Constant broken pipe/timeouts trying to replicate to remote Truenas via Tailscale

I have a remote Truenas Scale backup node running Tailscale and when trying to push to it the replication fails every 5GB or so. I can restart and it will make more progress but soon fails again.

I can pull from the remote node to local reliably.

Errors include “Broken pipe” and “Network timeout”

VM on the remote system and hosts on my local network can constantly ping 1.1.1.1 with no dropped packets throughout the time when the connection breaks, so it’s not a network issue, it just seems to be an issue with the Tailscale connection

I have tried:

Truenas Core on local system, routed via Tailscale on pfSense router
Truenas Scale on local system, routed via Tailscale on pfSense router
Truenas Scale on local system, routed via Tailscale running on Truenas itself
Deleted receiving datasets entirely and re-created
Scrubbed both pools (no errors reported)

With Truenas Core on the local system I was getting a wide variety of issues resuming the stream, Scale seems to restart reliably, but nothing I tried fixes the connection dropping.

Both Truenas Scale systems are running latest 1.54 Tailscale version

Any ideas? This really seems like a Tailscale issue but I’ve done this in the past reliably and I can pull reliably, which is just weird…

weird indeed.


Can you try other stuff ?
iperf3 … or some kind of
mbuffer -i /dev/urandom -O other_host:port and mbuffer -I port -o /dev/null

I ran iperf3 but I’m not really sure what to look for. The bandwidth is a little better than my actual transfer speed and doesn’t flake out while I’m doing the test. I can consistently ping, access interface, etc, with zero interruptions for hours, until I get 5-10GB into a replication task then the remote system goes completely unresponsive, data stops moving, and eventually the replication errors out (though increasing the number of attempts before it fails has helped move more data before I need to manually restart the task)

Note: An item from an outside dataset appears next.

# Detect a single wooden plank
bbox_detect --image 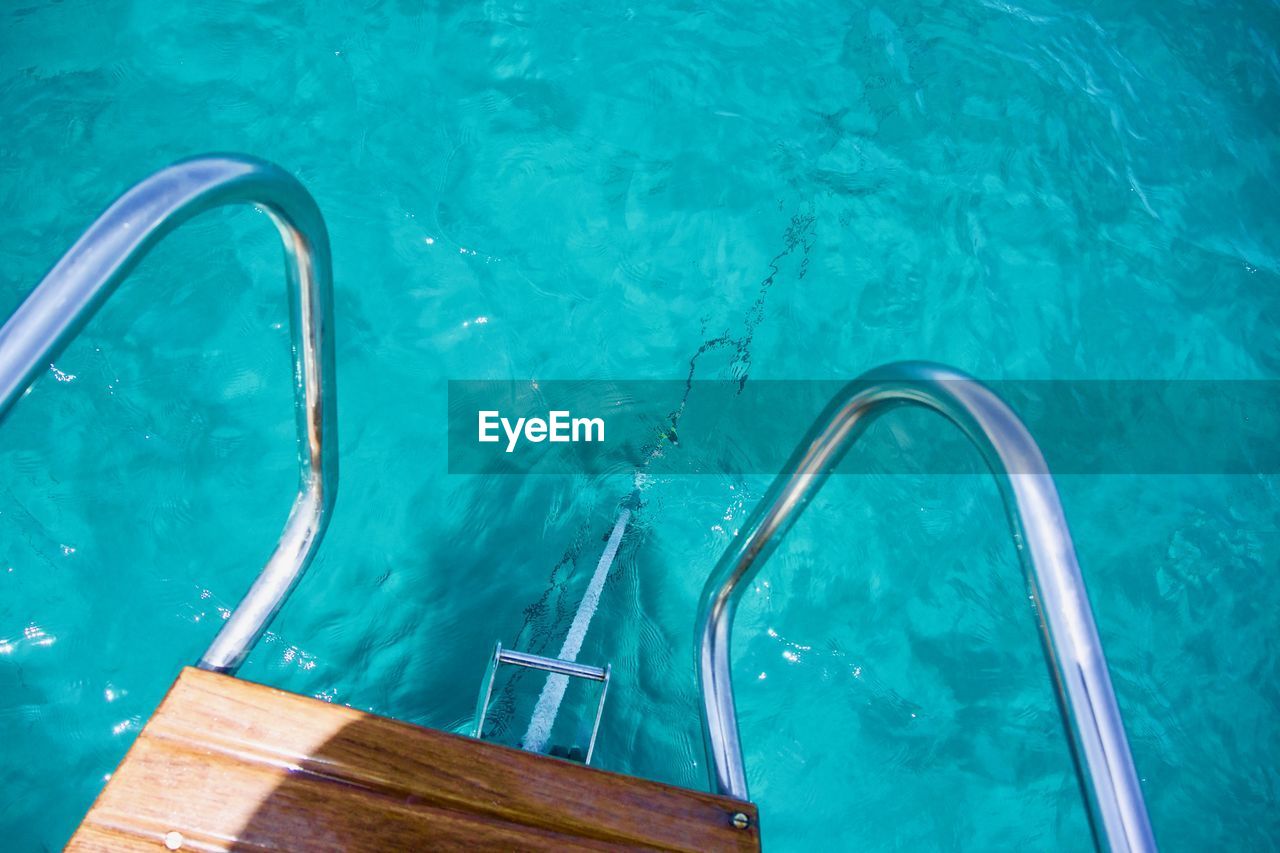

I did get a “device X is causing slow IO on pool” error, at some point on both HDDs in the mirrored pool, more recently just for 1 of them. No other errors or SMART indication that anything is wrong with the drives… but they are molasses slow 5400RPM spinning disks. I’m starting to suspect the remote system is accepting data faster than it can write to disk, and for some reason going unresponsive as it tries to flush cached data from RAM to the pool.

I’m going to try a rate limit…

Well the rate limit fixed it. My peaks were 22MB/s but it would pause about half the time so my average was maybe 11MB/s but it would error out so it would never get very far. Limited to 7MB/s and it’s rock solid 30GB in.

Seems like a bug or a very poorly thought out feature that the system will ingest data so fast it goes unresponsive as it tries to actually write out/process that data. But at least there is a workaround!

That usually only happens if you use high compression and CPU load goes through the roof. 22MB/s is a piece of cake for HDDs and especially ZFS. ZFS will throttle transfers if dirty data is at maximum and drive queues are full.

You can try to reduce or increase the txg_timeout. But send/receive is serialized and the receiving pool gets 100% favorite work in the form of sequential writes. And every damn 30y old HDD can sequentially write at 20MB/s. So unless you are writing to some junk SSD, it probably won’t be the drives.